[Full Article] How to Transform Pop Culture into a Tool for Resistance

[Full Article] How to Transform Pop Culture into a Tool for Resistance

One thing has been true for thousands of years: humans love to be entertained. In modern society, entertainment is all around us whether that’s the music we love, sports teams we root for, or movies & TV that we watch at the end of a long day, and together it creates the popular culture that we all participate in. But when it comes to changing society, what is the role of pop culture? Is it mostly a distraction, or could it actually be a useful tool for resistance?
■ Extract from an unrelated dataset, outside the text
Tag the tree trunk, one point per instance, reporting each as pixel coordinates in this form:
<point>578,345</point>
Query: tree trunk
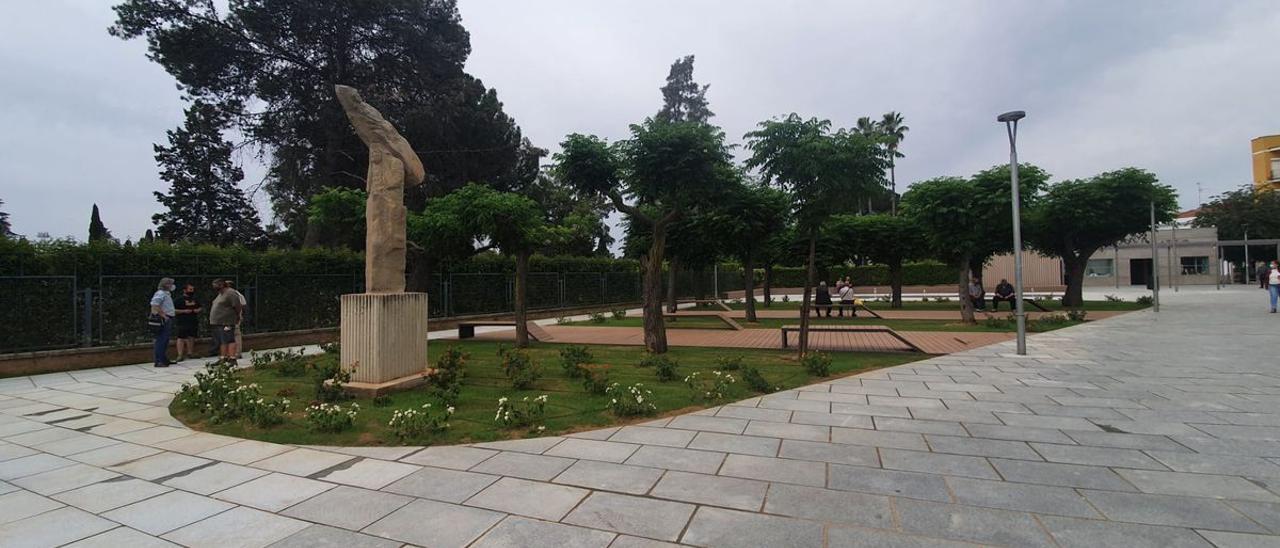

It’s easy to write off pop culture as a distraction. We may have traded gladiators for sports teams, but the idea of “bread and circuses” still holds true in many ways - keep people entertained so they spend less time focused on the problems. Nowadays, there’s plenty of art and entertainment that have political themes in pop culture and are hugely popular like Star Wars’ “Andor” which depicts resistance to imperial forces, “One Piece” that explores the continual fight against inequality, “Squid Games” which discusses the intense pressures of capitalism, or (recently) Bad Bunny’s Superbowl performance which called attention to the inequities of US colonization in Puerto Rico. Despite the overt political themes, none of these seem to actually radicalize people in the way that’s needed to turn passive viewership into concrete action.

Bad Bunny performing at the Superbowl Halftime Show

In many ways, this is by design. Mark Fischer writes in Capitalist Realism about capitalism’s way of commodifying the aesthetics of resistance and selling it back to us, creating the illusion of progress while nothing real gets achieved and reinforcing capitalism as the default mode of society. It’s true that no piece of art or media, no matter how political, will launch a revolution, but we would argue that that’s not what art is meant to do. The power of art is to be able to communicate messages that break through layers of propaganda and programming and make people feel something in a world that’s designed to make us numb. In politics, art doesn’t have to be limited to wheatpasted posters, zines, and campaign videos. We would argue that all art, even what we see in pop culture, can be tools to push forward our movements if we want it to be.